Er vernahm vorsichtige, ungleichmäßige Schritte und eine nervöse Aura war beinahe schon greifbar, als eine Person neben ihm stehen blieb. Ganz automatisch wandte er den Kopf in die Richtung und lächelte. „Hallo, Olivia. Bitte, setz dich.“

„Hallo, Tristan. Du hast einen wirklich schönen Tisch ausgesucht.“ Ihre helle, melodische Stimme klang aufgeregt. Er hatte also richtig gelegen und ihre Stimmung richtig eingeschätzt, obwohl sie bis dahin noch kein Wort gesagt hatte.

Für ihn lief einfach alles ein bisschen anders ab.
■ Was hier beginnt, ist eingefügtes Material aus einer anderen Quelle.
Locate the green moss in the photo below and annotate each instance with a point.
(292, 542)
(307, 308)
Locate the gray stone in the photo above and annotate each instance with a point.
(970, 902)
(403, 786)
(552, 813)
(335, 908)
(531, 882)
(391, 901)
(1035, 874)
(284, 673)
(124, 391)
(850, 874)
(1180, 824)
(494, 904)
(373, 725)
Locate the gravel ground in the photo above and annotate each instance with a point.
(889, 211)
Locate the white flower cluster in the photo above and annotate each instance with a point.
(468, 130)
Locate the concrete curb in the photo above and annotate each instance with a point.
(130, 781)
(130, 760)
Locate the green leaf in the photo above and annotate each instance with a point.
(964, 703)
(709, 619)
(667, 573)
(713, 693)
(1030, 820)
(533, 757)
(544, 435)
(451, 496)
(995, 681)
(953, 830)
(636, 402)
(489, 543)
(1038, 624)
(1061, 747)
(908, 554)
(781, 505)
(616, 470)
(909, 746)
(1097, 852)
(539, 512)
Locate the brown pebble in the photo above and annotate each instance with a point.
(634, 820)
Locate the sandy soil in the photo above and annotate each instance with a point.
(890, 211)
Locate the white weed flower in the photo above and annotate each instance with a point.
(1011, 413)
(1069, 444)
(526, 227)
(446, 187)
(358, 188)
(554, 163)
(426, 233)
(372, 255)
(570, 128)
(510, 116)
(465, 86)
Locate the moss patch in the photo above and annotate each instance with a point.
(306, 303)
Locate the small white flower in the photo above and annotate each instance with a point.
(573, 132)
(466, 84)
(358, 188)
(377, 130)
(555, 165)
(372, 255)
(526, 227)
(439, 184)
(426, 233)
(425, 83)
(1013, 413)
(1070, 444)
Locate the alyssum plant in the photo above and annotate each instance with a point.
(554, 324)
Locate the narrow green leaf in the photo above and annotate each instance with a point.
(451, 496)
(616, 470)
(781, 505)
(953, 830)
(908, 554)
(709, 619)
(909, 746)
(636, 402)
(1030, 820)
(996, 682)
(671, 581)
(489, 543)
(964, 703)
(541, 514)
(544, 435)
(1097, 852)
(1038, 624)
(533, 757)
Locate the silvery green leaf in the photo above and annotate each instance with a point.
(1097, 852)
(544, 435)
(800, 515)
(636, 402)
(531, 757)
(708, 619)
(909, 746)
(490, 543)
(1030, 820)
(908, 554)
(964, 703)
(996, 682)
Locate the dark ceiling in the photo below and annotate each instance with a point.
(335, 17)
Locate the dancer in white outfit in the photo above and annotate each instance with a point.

Da er blind war, musste er sich auf seine anderen Sinne verlassen und tat dies mit ebensolcher Sicherheit und Selbstverständlichkeit, wie andere Menschen mit ihren Augen sehen konnten. Olivias zartes Parfum, das ihr in der leichten Sommerbrise vorausflog, und ihre Schritte hatten sie ihm angekündigt. Wen außer ihr hätte er auch sonst erwartet? Das Café war klein und lag etwas abseits der Straßen, in denen sich die Touristen aufhielten, sodass sie hier ihre Ruhe haben konnten. Tristan war sehr glücklich gewesen, als er festgestellt hatte, dass auch Olivia gerne in dieses Café kam, doch bisher schienen sie nie zur selben Zeit hier gewesen zu sein.

„Du musst nicht nervös sein.“

„Oh“, sagte sie und er vernahm das seichte Rascheln ihrer Haare, die sie sich hinter das Ohr strich. „Nein, ich bin nicht nervös, es ist nur… doch, ich bin nervös.“ Olivia lachte leise, woraufhin auch sein Lächeln freundlicher und breiter wurde. „Das ist noch immer so… ungewohnt. Ja, ungewohnt, aber keinesfalls unangenehm, nicht das du das denkst.“

„Nein, das denke ich nicht. Es ist schon in Ordnung. Ich bin einfach froh, dass du hier bist. Sollen wir bestellen?“ Tristan hatte die ihm bekannten Schritte der Kellnerin gehört und winkte ihr leicht zu. „Ellie, können wir bestellen?“

„Natürlich, meine Lieben. Was darf ich euch zwei Hübschen denn bringen?“

Tristan mochte die alte Ellie, die eine warme, weiche Stimme hatte, die ihn immer an seine Großmutter erinnerte. Ellie war einfach ein herzensguter Mensch, immer mit einem scharfen Witz auf der Zunge und dem besten Zitronenkäsekuchen der ganzen Stadt. Ihr gehörte das kleine Café und sie arbeitete jeden Tag dort, um sich mit den ganzen Leuten unterhalten zu können. „Für mich wie immer.“

„Für mich auch, danke.“

„Also zweimal die Lemon-Cheesecake, kommt sofort.“

Er wandte sich wieder Olivia zu, ein wenig überrascht darüber, dass sie denselben weniger süßen Kuchen bevorzugte, doch im nächsten Moment sorgte diese Tatsache nur dafür, dass ihm ganz warm ums Herz wurde. Für einen Mann wie ihn war es nicht leicht Frauen kennen zu lernen – zumindest, wenn es über den üblichen Smalltalk hinausgehen sollte. Hin und wieder lernte er jemanden kennen, den er interessant fand, aber viele konnten nicht damit umgehen, dass er blind war, sodass der Kontakt schnell vorüber war. Mit der Zeit hatte Tristan sich nicht mehr um solche Verabredungen gekümmert und sich seinem Schreiben gewidmet, bis er eines Tages durch Zufall Olivia begegnet war. Ihr Klavierspiel hatte ihn sofort in den Bann gezogen und er musste sie einfach kennen lernen.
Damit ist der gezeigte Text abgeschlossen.